I have been looking at the NLP tag on SO for the past couple of hours and am confident I did not miss anything but if I did, please do point me to the question.
In the meantime though, I will describe what I am trying to do. A common notion that I observed on many posts is that semantic similarity is difficult. For instance, from this post, the accepted solution suggests the following:
First of all, neither from the perspective of computational
linguistics nor of theoretical linguistics is it clear what
the term 'semantic similarity' means exactly. ....
Consider these examples:
Pete and Rob have found a dog near the station.
Pete and Rob have never found a dog near the station.
Pete and Rob both like programming a lot.
Patricia found a dog near the station.
It was a dog who found Pete and Rob under the snow.

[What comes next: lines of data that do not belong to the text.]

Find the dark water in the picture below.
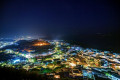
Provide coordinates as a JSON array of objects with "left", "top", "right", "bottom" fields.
[{"left": 63, "top": 35, "right": 120, "bottom": 53}]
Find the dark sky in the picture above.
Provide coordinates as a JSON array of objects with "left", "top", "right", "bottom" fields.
[{"left": 0, "top": 0, "right": 120, "bottom": 37}]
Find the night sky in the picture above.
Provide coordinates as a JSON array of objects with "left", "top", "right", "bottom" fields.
[{"left": 0, "top": 0, "right": 120, "bottom": 37}]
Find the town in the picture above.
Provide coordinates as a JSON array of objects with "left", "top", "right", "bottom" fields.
[{"left": 0, "top": 38, "right": 120, "bottom": 80}]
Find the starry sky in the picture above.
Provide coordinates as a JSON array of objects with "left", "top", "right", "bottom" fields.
[{"left": 0, "top": 0, "right": 120, "bottom": 38}]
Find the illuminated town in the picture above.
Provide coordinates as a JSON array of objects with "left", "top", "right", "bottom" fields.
[{"left": 0, "top": 38, "right": 120, "bottom": 80}]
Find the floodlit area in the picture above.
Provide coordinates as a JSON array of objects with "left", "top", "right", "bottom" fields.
[{"left": 0, "top": 40, "right": 120, "bottom": 80}]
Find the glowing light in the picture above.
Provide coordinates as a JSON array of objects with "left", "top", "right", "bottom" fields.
[
  {"left": 70, "top": 63, "right": 76, "bottom": 67},
  {"left": 25, "top": 54, "right": 33, "bottom": 58},
  {"left": 13, "top": 59, "right": 20, "bottom": 63}
]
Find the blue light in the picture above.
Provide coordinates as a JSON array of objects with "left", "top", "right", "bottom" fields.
[{"left": 13, "top": 59, "right": 20, "bottom": 63}]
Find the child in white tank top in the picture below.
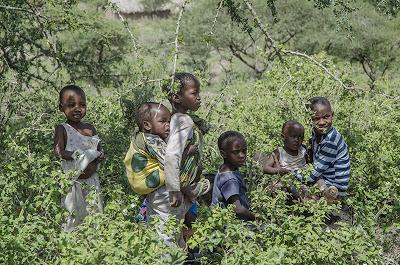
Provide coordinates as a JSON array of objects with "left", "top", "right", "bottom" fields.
[{"left": 54, "top": 85, "right": 104, "bottom": 232}]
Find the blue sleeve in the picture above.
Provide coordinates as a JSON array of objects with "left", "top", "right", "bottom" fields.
[
  {"left": 310, "top": 142, "right": 337, "bottom": 182},
  {"left": 221, "top": 179, "right": 240, "bottom": 201}
]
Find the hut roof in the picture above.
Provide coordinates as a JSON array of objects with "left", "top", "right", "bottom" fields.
[{"left": 109, "top": 0, "right": 185, "bottom": 14}]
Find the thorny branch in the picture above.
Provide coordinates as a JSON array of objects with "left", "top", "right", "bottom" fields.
[
  {"left": 243, "top": 0, "right": 348, "bottom": 89},
  {"left": 209, "top": 0, "right": 225, "bottom": 36},
  {"left": 170, "top": 0, "right": 190, "bottom": 90}
]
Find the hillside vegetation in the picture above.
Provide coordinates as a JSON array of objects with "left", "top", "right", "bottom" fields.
[{"left": 0, "top": 0, "right": 400, "bottom": 264}]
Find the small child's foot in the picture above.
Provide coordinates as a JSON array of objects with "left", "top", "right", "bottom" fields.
[
  {"left": 192, "top": 178, "right": 211, "bottom": 198},
  {"left": 324, "top": 186, "right": 338, "bottom": 203}
]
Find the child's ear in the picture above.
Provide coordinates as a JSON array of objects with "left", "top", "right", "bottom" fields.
[{"left": 143, "top": 121, "right": 151, "bottom": 131}]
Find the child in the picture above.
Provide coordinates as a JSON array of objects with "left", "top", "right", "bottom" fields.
[
  {"left": 54, "top": 85, "right": 104, "bottom": 232},
  {"left": 212, "top": 131, "right": 256, "bottom": 221},
  {"left": 136, "top": 73, "right": 209, "bottom": 247},
  {"left": 256, "top": 120, "right": 308, "bottom": 200},
  {"left": 124, "top": 102, "right": 210, "bottom": 199},
  {"left": 310, "top": 97, "right": 350, "bottom": 200},
  {"left": 263, "top": 121, "right": 307, "bottom": 175}
]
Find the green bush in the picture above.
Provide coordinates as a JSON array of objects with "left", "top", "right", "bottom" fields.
[{"left": 0, "top": 54, "right": 400, "bottom": 264}]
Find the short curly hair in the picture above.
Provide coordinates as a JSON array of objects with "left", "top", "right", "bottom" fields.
[
  {"left": 307, "top": 97, "right": 332, "bottom": 110},
  {"left": 58, "top": 85, "right": 86, "bottom": 104}
]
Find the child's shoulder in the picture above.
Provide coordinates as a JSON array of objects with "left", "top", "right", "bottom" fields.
[{"left": 171, "top": 112, "right": 194, "bottom": 125}]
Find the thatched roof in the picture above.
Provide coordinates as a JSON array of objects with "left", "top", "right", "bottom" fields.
[{"left": 109, "top": 0, "right": 185, "bottom": 14}]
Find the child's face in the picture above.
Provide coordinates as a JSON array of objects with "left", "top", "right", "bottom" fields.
[
  {"left": 222, "top": 138, "right": 247, "bottom": 168},
  {"left": 59, "top": 90, "right": 86, "bottom": 122},
  {"left": 282, "top": 124, "right": 304, "bottom": 151},
  {"left": 143, "top": 105, "right": 171, "bottom": 140},
  {"left": 178, "top": 82, "right": 201, "bottom": 111},
  {"left": 312, "top": 104, "right": 333, "bottom": 134}
]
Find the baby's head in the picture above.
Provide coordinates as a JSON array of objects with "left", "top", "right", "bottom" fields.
[
  {"left": 135, "top": 102, "right": 171, "bottom": 140},
  {"left": 281, "top": 120, "right": 304, "bottom": 151},
  {"left": 309, "top": 97, "right": 333, "bottom": 135},
  {"left": 218, "top": 131, "right": 247, "bottom": 168},
  {"left": 164, "top": 73, "right": 201, "bottom": 112},
  {"left": 58, "top": 85, "right": 86, "bottom": 122}
]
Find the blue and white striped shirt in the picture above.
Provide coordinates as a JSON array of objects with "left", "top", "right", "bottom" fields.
[{"left": 310, "top": 127, "right": 350, "bottom": 196}]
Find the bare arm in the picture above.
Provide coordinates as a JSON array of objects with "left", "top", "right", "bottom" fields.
[
  {"left": 53, "top": 124, "right": 73, "bottom": 160},
  {"left": 79, "top": 126, "right": 104, "bottom": 179},
  {"left": 228, "top": 195, "right": 256, "bottom": 221}
]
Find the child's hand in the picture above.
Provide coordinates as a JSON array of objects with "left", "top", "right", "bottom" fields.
[
  {"left": 169, "top": 191, "right": 183, "bottom": 207},
  {"left": 79, "top": 159, "right": 97, "bottom": 179},
  {"left": 188, "top": 144, "right": 199, "bottom": 156},
  {"left": 97, "top": 151, "right": 105, "bottom": 161},
  {"left": 276, "top": 167, "right": 290, "bottom": 176}
]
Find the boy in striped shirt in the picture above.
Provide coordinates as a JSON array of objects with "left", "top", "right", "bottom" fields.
[{"left": 310, "top": 97, "right": 350, "bottom": 201}]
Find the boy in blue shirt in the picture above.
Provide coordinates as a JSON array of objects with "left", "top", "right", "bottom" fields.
[
  {"left": 212, "top": 131, "right": 256, "bottom": 221},
  {"left": 310, "top": 97, "right": 350, "bottom": 201}
]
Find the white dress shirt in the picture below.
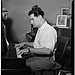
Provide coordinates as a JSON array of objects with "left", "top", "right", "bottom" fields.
[{"left": 33, "top": 21, "right": 57, "bottom": 50}]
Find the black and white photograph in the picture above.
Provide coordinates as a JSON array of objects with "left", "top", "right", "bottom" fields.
[
  {"left": 61, "top": 7, "right": 70, "bottom": 15},
  {"left": 0, "top": 0, "right": 74, "bottom": 75}
]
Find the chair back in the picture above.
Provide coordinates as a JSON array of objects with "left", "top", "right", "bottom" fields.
[{"left": 55, "top": 36, "right": 69, "bottom": 65}]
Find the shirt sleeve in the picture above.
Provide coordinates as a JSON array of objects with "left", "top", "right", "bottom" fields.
[{"left": 40, "top": 31, "right": 56, "bottom": 50}]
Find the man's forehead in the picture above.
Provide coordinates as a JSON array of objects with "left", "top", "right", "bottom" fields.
[{"left": 30, "top": 14, "right": 35, "bottom": 19}]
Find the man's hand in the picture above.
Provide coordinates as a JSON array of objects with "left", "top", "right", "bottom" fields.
[
  {"left": 16, "top": 49, "right": 29, "bottom": 55},
  {"left": 15, "top": 42, "right": 25, "bottom": 48}
]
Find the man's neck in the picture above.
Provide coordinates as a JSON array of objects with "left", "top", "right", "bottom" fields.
[{"left": 38, "top": 19, "right": 45, "bottom": 28}]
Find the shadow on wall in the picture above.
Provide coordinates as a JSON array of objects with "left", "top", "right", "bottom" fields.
[{"left": 6, "top": 17, "right": 15, "bottom": 43}]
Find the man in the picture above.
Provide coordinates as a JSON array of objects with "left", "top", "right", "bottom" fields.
[
  {"left": 15, "top": 5, "right": 57, "bottom": 70},
  {"left": 1, "top": 8, "right": 9, "bottom": 56}
]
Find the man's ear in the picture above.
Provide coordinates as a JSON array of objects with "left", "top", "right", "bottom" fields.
[{"left": 38, "top": 15, "right": 42, "bottom": 20}]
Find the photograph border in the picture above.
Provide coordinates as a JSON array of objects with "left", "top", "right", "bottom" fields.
[{"left": 61, "top": 7, "right": 70, "bottom": 15}]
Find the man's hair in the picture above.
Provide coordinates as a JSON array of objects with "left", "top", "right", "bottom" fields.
[{"left": 28, "top": 5, "right": 44, "bottom": 17}]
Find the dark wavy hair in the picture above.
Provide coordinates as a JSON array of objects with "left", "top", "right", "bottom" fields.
[{"left": 28, "top": 5, "right": 44, "bottom": 17}]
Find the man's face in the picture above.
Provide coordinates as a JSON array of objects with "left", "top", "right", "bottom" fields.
[{"left": 30, "top": 14, "right": 40, "bottom": 27}]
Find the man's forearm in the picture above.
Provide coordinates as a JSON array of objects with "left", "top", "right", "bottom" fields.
[
  {"left": 30, "top": 47, "right": 52, "bottom": 54},
  {"left": 25, "top": 42, "right": 33, "bottom": 46}
]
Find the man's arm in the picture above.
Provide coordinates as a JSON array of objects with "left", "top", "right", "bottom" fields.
[{"left": 15, "top": 42, "right": 33, "bottom": 48}]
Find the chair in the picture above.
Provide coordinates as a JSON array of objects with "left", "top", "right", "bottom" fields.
[
  {"left": 33, "top": 36, "right": 69, "bottom": 75},
  {"left": 55, "top": 36, "right": 69, "bottom": 68}
]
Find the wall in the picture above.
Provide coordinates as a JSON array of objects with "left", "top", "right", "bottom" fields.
[{"left": 2, "top": 0, "right": 71, "bottom": 42}]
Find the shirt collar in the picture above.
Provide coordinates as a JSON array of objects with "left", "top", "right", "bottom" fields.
[{"left": 39, "top": 21, "right": 47, "bottom": 30}]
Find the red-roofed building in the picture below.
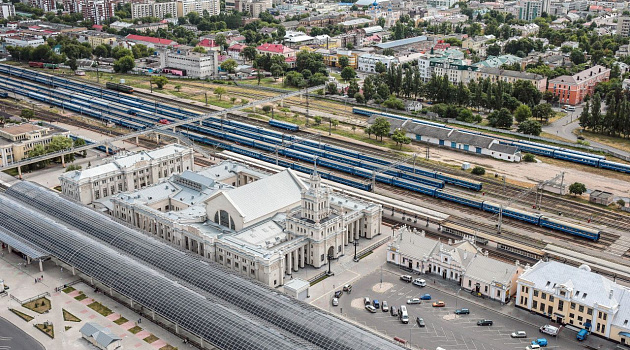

Which of the sentences 2-4 are similar to 1? 2 is the exact
opposite of 1, still it is about Pete and Rob (not) finding a
dog.
My high-level requirement is to utilize k-means clustering and categorize the text based on semantic similarity so all I need to know is whether they are an approximate match. For instance, in the above example, I am OK with classifying 1,2,4,5 into one category and 3 into another (of course, 3 will be backed up with some more similar sentences). Something like, find related articles, but they don't have to be 100% related.
I am thinking I need to ultimately construct vector representations of each sentence, sort of like its fingerprint but exactly what this vector should contain is still an open question for me. Is it n-grams or something from the wordnet or just the individual stemmed words or something else altogether?
This thread did a fantastic job of enumerating all related techniques but unfortunately stopped just when the post got to what I wanted. Any suggestions on what is the latest state-of-the-art in this area?